Wayne County the Way it Was - Part 2
- Michelle Wood: SWCD
- April 14, 2010
- 856
Wellington Matz just couldn’t help making the councilmen laugh Monday night. Mr. Shupe was the busy councilman Monday evening, and he was on the floor many times during the evening, taking an active part in the discussions. They were talking about Bloomington well drilling. “Now during the past 36 hours I have been talking to some gas men–” That is as far as Mr. Shupe got with his talk. Mr. Matz looked at him and interposed, “I believe it.” President Craig rapped for order.
HAD A FIGHT
Adolph Rosenberry and his hired hand, Lewis Garver, engaged in a fight at the Rosenberry home just north of Mt. Eaton Sunday. Garver wanted to use his employer’s new buggy to drive to Brewster, but Rosenberry wanted Garver to take the old buggy. High words followed, and then each one of the men struck the other once. Garver, it is said, has a memento of the fight in the shape of a right cheek swollen to an abnormal size.
LARWILL WANTS $5000 DAMAGES
John F. Larwill Saturday filed a petition in common pleas court asking for $5,000 damages from Peter F. Shelley. The petition is the result of the auto accident which occurred on West Liberty street some months ago when Mr. Larwill was struck by an auto. He claims to have been injured in the accident, and says Shelley was negligent in the fact that he was driving the machine which struck Larwill. A.D. Metz is his attorney.
CHICKENS GO ON A RAMPAGE
Spring fever has not affected Wooster chickens. While the return of warm weather Saturday may have developed symptoms of general laziness in humanity, chickendom was not affected. In fact Chief of Police Johnson thinks Wooster chickens were more energetic Saturday morning than they have ever been before.

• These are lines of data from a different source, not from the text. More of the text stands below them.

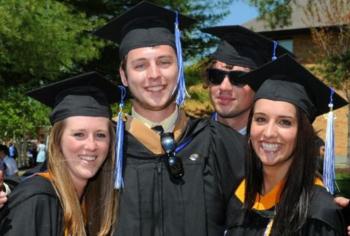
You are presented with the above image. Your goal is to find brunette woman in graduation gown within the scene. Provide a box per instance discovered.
[227,56,347,236]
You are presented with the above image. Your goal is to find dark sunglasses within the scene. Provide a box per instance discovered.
[160,133,184,182]
[207,69,247,86]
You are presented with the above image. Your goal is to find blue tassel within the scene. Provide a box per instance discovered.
[323,88,335,194]
[114,86,126,189]
[174,12,189,106]
[272,40,278,61]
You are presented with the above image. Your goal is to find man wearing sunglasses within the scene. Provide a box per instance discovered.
[203,25,289,135]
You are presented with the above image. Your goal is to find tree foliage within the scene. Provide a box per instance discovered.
[0,0,103,138]
[242,0,294,29]
[0,0,233,139]
[61,0,234,79]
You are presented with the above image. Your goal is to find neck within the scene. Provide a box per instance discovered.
[262,165,289,194]
[133,102,176,123]
[217,113,249,131]
[73,181,87,199]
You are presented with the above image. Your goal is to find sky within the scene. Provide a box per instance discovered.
[218,0,258,25]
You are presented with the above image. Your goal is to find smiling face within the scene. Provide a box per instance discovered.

The trouble all came about because these chickens exercised themselves by scratching in neighbors gardens. One woman reported that after she had spent a dollar and a half to have her posey beds fixed up a neighbor’s chicken had distributed the bulbs miscellaneously over the lot. Another reported that her onion and lettuce beds had been simply ruined and that she wanted that neighbor to keep his chickens penned up. And so it went.
Chief Johnson was busy hunting up the owners of chickens and instructing them that a city ordinance compelled them to keep their chickens on their own premises. He was first in one part of town and then in the other. Many like instances, it is supposed, remained unreported to the police, but enough complaints were made to thoroughly convince Chief Johnson that chickens had gone on a rampage.
BUSTER BROWN HERE SATURDAY
Buster Brown and Tige will be in Wooster next Saturday afternoon and will give an entertainment in the west window of the Freedlander store that cannot fail to amuse a large number of children. Buster and Tige are sent out by the Buster Brown Hosiery Co., and they do some stunts that make even the older people watch them with interest. The entertainment is a novel one, and is especially for children. It will be free too. It is very seldom that this big hosiery company consents to have Buster and Tige come to a city as small as Wooster, but as the Freedlander store is one of the really large clothing stores in this part of the country, the company has made an exception, and the management Monday received word that the entertainers would be here Saturday.
SOCIALLY SPEAKING
A very delightful four course dinner was heartily enjoyed by the ladies of Annat’s alterating department Tuesday evening. The hostesses were Miss Flora Stevens and Miss Emma Unger and the affair took place at the home of the former. After a pleasant evening of music and merry conversation, the guests departed for their homes.